Great tip with the 12-point socket but let's be clear — the socket for a Model 52 should be used just like an
oil filter wrench for your vehicle. You only need that frustrating tool when you are tasked with removing a filter that some
IDIOT before you installed and grossly over-tightened. This is where the 12-point 3/4" socket is superb. Use the socket to un-do the idiot's gorilla installation.
After that, finger tight and no more. Frankly, you don't need to be messing with the bushing all too often anyway. Keep in mind that those threads are extremely fine — if you cross thread them you will have likely turned a fantastic machine in to a parts donor.
Other tips for your first 52:
—the trigger is two-way adjustable, for pre-travel and for over travel. If you have never adjusted a trigger, it's relatively simple UNTIL it isn't. Myself, I find fantastic advantage when the over travel is adjusted very finely where I want it but note that if you adjust it too closely, two negative results can happen. First is that what feels perfect in the basement at your bench may not actually work during live fire, mostly due to the ability for the trigger to properly reset. So adjust it at home but be prepared to fine-tune at the range under shooting conditions to ensure that it operates 100% of the time.

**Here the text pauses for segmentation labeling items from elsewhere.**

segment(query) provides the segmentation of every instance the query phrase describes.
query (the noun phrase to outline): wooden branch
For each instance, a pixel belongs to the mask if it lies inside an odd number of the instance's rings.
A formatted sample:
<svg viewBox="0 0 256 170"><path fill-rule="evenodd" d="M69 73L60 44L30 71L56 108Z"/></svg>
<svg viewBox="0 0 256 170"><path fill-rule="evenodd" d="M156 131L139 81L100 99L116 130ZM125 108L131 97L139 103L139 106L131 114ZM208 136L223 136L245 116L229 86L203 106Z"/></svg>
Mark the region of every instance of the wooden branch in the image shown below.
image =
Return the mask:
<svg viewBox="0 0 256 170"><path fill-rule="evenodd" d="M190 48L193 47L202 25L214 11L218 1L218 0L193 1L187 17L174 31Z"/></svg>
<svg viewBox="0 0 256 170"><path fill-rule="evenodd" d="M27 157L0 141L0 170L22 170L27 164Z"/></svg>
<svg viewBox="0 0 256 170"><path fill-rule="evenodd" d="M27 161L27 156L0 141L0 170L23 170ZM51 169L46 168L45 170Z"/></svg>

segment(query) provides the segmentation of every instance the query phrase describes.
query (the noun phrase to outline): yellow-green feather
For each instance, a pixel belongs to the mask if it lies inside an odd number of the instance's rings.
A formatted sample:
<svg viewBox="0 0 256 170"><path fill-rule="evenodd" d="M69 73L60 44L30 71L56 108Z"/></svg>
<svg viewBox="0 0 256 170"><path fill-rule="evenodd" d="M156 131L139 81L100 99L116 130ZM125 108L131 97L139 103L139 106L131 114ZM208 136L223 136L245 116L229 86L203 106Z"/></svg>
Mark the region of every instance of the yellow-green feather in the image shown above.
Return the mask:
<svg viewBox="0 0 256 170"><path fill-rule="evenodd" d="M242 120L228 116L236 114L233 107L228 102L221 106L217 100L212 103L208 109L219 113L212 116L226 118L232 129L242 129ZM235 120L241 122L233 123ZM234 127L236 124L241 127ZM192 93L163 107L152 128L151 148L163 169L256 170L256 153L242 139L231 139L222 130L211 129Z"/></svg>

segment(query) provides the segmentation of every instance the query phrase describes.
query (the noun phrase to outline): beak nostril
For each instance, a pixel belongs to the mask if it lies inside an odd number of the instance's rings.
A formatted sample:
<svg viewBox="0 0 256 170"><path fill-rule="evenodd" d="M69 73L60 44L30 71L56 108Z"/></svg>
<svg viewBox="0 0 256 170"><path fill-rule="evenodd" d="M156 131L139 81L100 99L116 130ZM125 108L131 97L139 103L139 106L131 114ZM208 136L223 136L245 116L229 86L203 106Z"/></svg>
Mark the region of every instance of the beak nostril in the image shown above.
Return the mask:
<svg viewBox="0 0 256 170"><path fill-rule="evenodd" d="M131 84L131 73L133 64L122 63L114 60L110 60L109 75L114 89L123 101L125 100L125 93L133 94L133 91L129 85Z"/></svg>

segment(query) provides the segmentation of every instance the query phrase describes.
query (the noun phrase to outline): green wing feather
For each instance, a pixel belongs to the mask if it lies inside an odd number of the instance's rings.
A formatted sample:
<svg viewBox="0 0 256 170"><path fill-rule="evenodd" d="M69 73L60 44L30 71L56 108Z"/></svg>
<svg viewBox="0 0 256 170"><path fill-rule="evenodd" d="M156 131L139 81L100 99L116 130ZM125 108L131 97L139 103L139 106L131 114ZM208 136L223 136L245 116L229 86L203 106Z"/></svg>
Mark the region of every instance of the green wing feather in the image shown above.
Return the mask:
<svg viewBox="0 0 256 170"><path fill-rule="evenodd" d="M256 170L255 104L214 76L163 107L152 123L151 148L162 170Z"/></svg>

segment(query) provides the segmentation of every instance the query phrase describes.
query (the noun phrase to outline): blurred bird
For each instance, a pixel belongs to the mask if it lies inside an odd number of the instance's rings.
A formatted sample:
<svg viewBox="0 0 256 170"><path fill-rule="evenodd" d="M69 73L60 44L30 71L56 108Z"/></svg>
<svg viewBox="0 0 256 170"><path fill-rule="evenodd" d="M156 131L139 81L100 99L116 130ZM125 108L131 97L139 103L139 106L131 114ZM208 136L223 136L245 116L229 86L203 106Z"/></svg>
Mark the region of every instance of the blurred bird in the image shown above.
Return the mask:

The other pitfall is that your adjustment screw can migrate under live fire, and if you have it "just right" but it moves on it's own, it can lead to function issues. I use just a pin-dot of blue loc-tite.
Adjusting the over travel is a little annoying in that you have a magazine disconnect safety, so it is mag in mag out mag in mag out when adjusting.
Model 52's are world famous for being exquisitely accurate and also for radically punishing any shooter's poor marksmanship habits. Follow through is perhaps more necessary with this handgun than any other I'm aware of. You'll look like a genius when you are on your game and you may look like a rookie if you aren't doing your part 100%.
Truth: at the end of the second magazine I ever sent through my first 52, my prevailing thought above all other thoughts was, "…oh God, this gun is out of production, owning ONE of these is not enough!"
That's how much I love the Model 52.